Tegen deze achtergrond treffen de klachten doel. Hetgeen de Bank in haar memorie van antwoord (nr. 59 e.v) onder meer heeft aangevoerd, komt immers, kort weergegeven, erop neer dat [betrokkene 1] met zijn advies niet bedoelde dat [verweerder] geld moest bijlenen - en dat [verweerder] dit advies ook niet in die zin mocht opvatten -, maar dat [verweerder], teneinde sluiting van de door hem ingenomen posities en daarmee gepaard gaande verliezen te voorkomen, zou kunnen onderzoeken of hij de benodigde middelen op andere wijze zou kunnen bijeenbrengen, bijvoorbeeld van zijn rekening bij de Schunk Gruppe A.G., de moeder van Xycarb B.V., van welke vennootschap, zoals [betrokkene 1] wist, [verweerder] directeur was. Het hof heeft aan deze essentiële stelling niet kenbaar aandacht besteed, zodat zijn arrest in zoverre onvoldoende is gemotiveerd. Het antwoord op de vraag of de Bank bij monde van [betrokkene 1] in de gegeven omstandigheden heeft voldaan aan haar zorgplicht tegenover [verweerder], is immers mede afhankelijk van de (aan de Bank/[betrokkene 1] bekende) inkomens- en vermogenspositie van laatstgenoemde. In dat verband is bij de beoordeling van het bedoelde advies van wezenlijk belang of [verweerder], naar de Bank/[betrokkene 1] wist, direct of indirect over voldoende vermogen beschikte om de ontstane dekkingstekorten uit eigen middelen aan te zuiveren, dan wel daartoe van elders geld moest aantrekken.

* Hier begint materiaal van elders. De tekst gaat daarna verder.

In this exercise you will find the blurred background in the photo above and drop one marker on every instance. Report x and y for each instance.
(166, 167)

4.5 Nu de onderdelen 2 en 2.1 slagen, behoeven de onderdelen 1.3 en 2.2 van het principale beroep, alsmede het voorwaardelijk ingestelde incidentele beroep, geen behandeling. Onderdeel 3 van het principale beroep slaagt voor zover het voortbouwt op de onderdelen 2 en 2.1.
5. Beslissing
De Hoge Raad:
in het principale beroep:
vernietigt het arrest van het gerechtshof te Amsterdam van 1 december 2005;
verwijst het geding naar het gerechtshof te 's-Gravenhage ter verdere behandeling en beslissing;
veroordeelt [verweerder] in de kosten van het geding in cassatie, tot op deze uitspraak aan de zijde van de Bank begroot op € 448,50 aan verschotten en € 2.600,-- voor salaris.
Dit arrest is gewezen door de vice-president D.H. Beukenhorst als voorzitter en de raadsheren P.C. Kop, E.J. Numann, F.B. Bakels en W.D.H. Asser, en in het openbaar uitgesproken door de raadsheer E.J. Numann op 23 maart 2007.